Essas mudanças se expressam na ideologia da elite modernizadora do México. Suas posições se justificavam tendo o progresso como fim, se balizando numa educação positivista.

A gente de Chihuahua não se revoltou contra as velhas tiranias, mas contra os intentos modernizadores de Terrazas e Creel; os habitantes de Boycona questionavam os benefícios do “progresso”. Em Morelos, o regime paternalista de Alarcón deu passo a administração irreflexiva e implacável de Pablo Escandón – aonde um praticava a moderação, o outro partia para a ofensiva direta, assumindo uma atitude belicosa e desdenhosa para com a população local, se comportando como uma “autoridade colonial” (a tradição mais repressora e militarista do poder colonial).

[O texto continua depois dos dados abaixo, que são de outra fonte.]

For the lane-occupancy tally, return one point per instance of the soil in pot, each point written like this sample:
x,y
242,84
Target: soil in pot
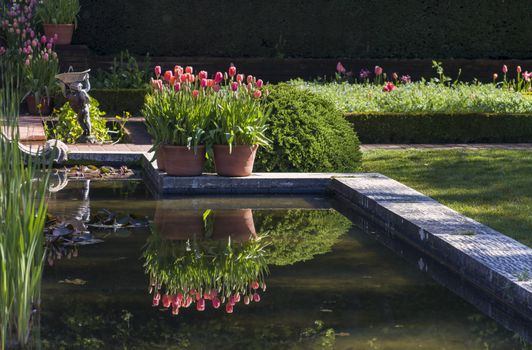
x,y
182,161
64,32
43,107
237,163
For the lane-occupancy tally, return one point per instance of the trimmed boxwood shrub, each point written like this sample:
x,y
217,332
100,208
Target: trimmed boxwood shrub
x,y
308,134
441,128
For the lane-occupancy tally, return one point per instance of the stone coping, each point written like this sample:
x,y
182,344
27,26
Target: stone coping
x,y
484,257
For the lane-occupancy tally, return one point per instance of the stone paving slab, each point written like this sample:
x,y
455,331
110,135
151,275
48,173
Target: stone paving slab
x,y
495,262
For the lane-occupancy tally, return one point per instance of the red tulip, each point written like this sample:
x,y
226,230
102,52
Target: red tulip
x,y
232,71
216,302
229,308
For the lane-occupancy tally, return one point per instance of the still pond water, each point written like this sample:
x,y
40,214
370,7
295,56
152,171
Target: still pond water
x,y
323,283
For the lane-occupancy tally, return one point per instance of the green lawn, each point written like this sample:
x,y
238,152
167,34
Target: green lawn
x,y
492,187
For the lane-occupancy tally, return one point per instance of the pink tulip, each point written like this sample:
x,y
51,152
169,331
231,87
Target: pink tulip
x,y
216,303
388,87
168,75
340,68
232,71
229,308
167,301
175,310
203,74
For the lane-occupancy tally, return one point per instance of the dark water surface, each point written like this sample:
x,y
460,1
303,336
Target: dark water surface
x,y
330,284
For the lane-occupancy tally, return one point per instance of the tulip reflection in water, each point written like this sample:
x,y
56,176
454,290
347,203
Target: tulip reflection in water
x,y
221,261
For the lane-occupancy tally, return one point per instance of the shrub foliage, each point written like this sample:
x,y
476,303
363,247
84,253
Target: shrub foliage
x,y
308,134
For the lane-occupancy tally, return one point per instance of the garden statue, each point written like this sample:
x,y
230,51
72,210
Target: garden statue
x,y
75,87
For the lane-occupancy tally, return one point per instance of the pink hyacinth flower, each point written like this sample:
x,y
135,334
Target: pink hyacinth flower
x,y
340,68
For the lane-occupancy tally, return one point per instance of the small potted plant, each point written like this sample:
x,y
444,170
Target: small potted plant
x,y
239,126
59,17
177,113
40,67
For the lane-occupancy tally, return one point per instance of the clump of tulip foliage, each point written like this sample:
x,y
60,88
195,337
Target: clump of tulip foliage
x,y
188,109
183,273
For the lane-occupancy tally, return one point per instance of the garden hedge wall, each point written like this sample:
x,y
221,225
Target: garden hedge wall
x,y
441,128
309,28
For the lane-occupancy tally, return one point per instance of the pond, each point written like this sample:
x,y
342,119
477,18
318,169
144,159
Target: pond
x,y
246,272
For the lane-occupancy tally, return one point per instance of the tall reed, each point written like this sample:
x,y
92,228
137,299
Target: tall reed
x,y
23,186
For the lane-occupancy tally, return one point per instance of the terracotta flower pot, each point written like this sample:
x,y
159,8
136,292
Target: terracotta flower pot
x,y
160,159
237,163
64,32
45,104
181,161
237,223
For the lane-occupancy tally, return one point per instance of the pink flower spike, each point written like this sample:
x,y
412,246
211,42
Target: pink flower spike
x,y
340,68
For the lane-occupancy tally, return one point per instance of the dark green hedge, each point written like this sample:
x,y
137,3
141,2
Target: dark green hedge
x,y
308,134
441,128
309,28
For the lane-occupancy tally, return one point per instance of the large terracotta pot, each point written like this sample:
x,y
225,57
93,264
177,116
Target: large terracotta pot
x,y
237,223
237,163
64,32
181,161
46,105
160,159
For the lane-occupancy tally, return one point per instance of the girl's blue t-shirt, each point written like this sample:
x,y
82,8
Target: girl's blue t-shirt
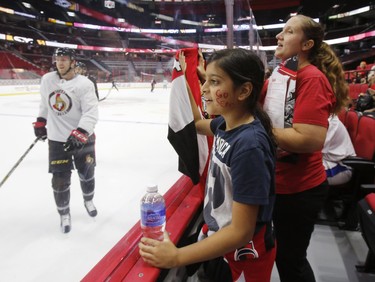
x,y
242,169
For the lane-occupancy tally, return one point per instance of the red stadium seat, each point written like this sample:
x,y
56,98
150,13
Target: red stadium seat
x,y
342,115
364,141
351,123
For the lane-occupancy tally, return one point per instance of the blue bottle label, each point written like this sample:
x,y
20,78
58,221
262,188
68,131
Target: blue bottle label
x,y
152,218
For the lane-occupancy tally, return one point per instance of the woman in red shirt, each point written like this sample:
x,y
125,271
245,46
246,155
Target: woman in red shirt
x,y
302,93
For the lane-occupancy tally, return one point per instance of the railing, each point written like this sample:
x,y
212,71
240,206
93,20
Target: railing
x,y
123,262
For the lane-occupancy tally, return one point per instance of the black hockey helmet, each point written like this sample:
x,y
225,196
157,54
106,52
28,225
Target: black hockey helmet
x,y
64,52
81,65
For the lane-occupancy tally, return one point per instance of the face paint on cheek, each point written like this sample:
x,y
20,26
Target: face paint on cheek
x,y
221,98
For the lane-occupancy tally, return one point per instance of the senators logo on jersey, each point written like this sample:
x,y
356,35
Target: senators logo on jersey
x,y
60,102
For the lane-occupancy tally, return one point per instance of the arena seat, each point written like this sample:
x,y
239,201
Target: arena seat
x,y
351,123
342,115
361,131
366,213
123,262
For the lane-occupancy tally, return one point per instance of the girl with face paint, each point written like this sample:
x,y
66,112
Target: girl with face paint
x,y
239,193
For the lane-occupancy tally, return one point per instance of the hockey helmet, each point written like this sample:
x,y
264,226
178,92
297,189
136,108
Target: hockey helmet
x,y
59,52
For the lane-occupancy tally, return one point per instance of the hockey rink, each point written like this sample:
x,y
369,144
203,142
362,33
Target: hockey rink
x,y
132,151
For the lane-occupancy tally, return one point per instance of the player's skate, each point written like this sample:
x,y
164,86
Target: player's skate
x,y
91,209
65,224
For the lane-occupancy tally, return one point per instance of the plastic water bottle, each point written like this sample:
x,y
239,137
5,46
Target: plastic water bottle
x,y
153,214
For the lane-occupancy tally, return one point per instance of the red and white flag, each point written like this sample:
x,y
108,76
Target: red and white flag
x,y
191,147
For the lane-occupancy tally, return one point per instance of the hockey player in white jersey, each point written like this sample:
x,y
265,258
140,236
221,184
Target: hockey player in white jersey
x,y
69,110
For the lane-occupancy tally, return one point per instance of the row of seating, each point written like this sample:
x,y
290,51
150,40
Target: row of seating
x,y
358,193
361,129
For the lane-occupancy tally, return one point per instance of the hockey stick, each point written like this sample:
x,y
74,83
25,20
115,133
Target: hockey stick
x,y
19,161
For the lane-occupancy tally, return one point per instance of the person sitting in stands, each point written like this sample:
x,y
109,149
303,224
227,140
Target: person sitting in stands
x,y
361,72
337,147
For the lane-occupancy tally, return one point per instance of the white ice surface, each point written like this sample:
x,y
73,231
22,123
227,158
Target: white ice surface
x,y
132,151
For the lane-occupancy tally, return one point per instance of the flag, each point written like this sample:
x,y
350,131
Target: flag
x,y
192,149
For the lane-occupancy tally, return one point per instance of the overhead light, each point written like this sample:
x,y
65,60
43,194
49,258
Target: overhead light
x,y
27,5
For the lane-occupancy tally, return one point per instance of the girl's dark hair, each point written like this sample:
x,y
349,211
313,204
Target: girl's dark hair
x,y
325,59
245,66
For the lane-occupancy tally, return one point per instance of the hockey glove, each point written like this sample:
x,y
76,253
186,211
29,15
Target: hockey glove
x,y
40,129
77,139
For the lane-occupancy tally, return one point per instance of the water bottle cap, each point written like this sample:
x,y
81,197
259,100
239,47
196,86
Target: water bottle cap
x,y
152,188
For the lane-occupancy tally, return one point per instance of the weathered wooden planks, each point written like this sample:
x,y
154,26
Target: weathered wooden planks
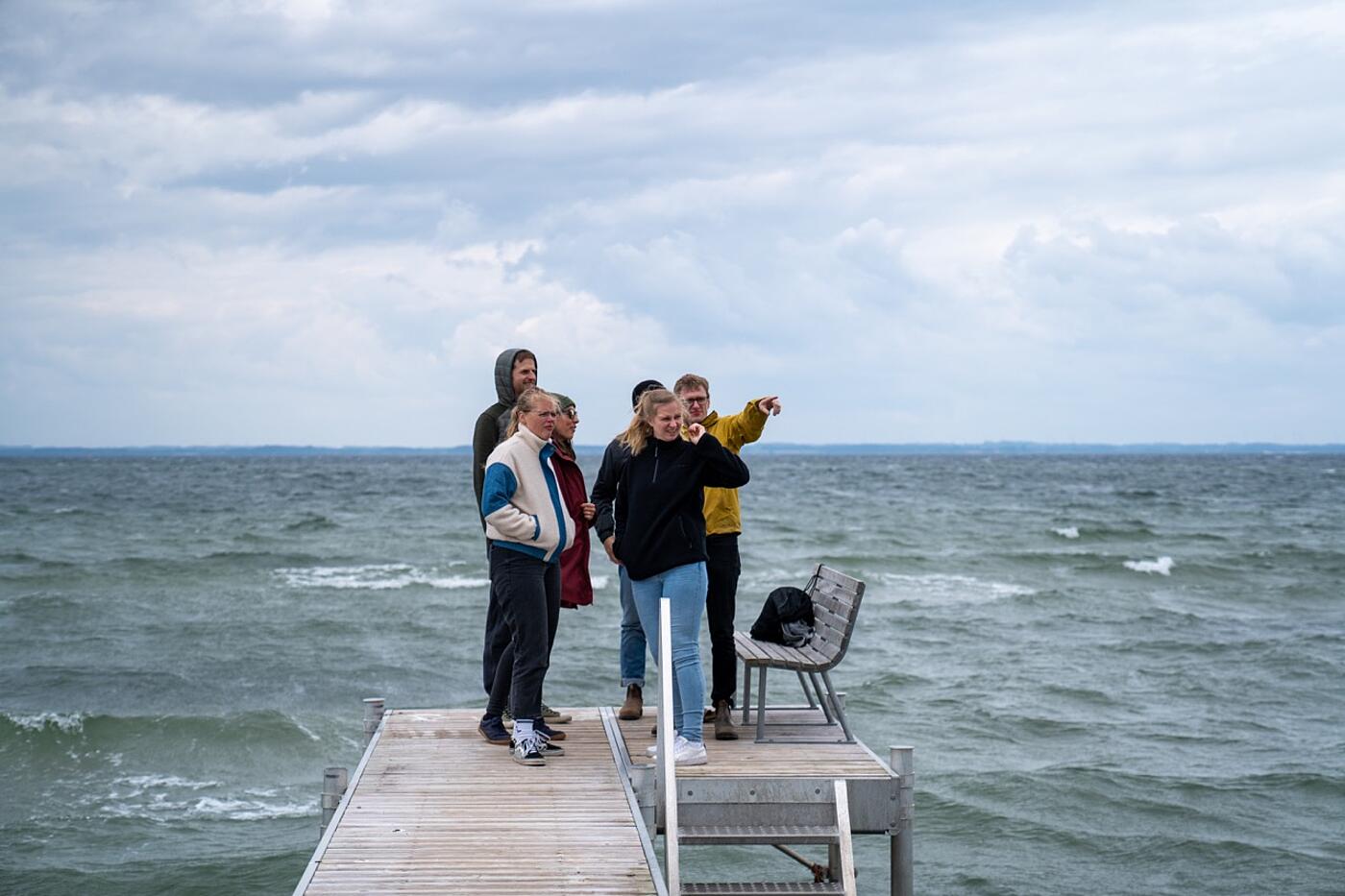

O trabalhador era tratado como um instrumento de trabalho (os marxistas dirão: “mas o trabalhador é assim no capitalismo”, o que é uma falsa polêmica – estou tratando da concepção ideológicas da elite modernizadora) e era plenamente justificável tirar o máximo possível da maneira mais violenta (por intermédio dos capatazes), o mesmo valendo para o endividamento forçado dos empregados, os barracões, as expropriações e a disciplina estrita.

A exploração se intensificou muito e assumiu a forma de um trato desumano e cruel.

As transformações converteram o germe da revolta política em um forte estimulante da revolução social. A nova atitude desdenhosa, autoritária, dogmática, racista e cientificista não só exacerbou a crescente privação material, mas feriu o psicológico do camponês, ferindo suas noções fundamentais de status, auto-estima e dignidade – a concepção de mundo que sustentava a antiga ordem foi abalada.

Do ponto de vista político, com a centralização dos poderes locais e regionais, a capacidade do camponês de influenciar a política, que já não era decisiva, passa a ser exígua. Essa atitude gerou muito ressentimento e indignação moral frente ao que era visto como injustiça.

Os antigos costumes de respeito cederam a insolência plebeia. A supervisão paternalista e as considerações de estabilidade social passaram para o segundo plano frente o interesse pela otimização dos ganhos, parte da “marcha para o progresso”. O proprietário deixa de ser um responsável dentro de um corpo social para se tornar “mais um indivíduo” atuando no livre mercado, o que justifica o seu caráter impiedoso.

Com o apaziguamento do paternalismo e o desgaste da velha ordem, ficam pendentes a criação de novas formas de legitimidade (reformulação da ideologia hegemônica, estabelecimento de um novo consenso ou renovação do contrato social), prevalecendo a força até a resolução dessa questão, o que é a própria natureza do processo revolucionário – a revolução é assinatura de um novo pacto, escrito com sangue.

A OBRA: Alan KNIGHT, “La Revolucion Mexicana”. Editora Fondo de Cultura Economica, México, 2010.

NOTA (2018): Esta temática define os dois volumes da obra “México: Del antiguo régimen a la Revolución” de François-Xavier Guerra.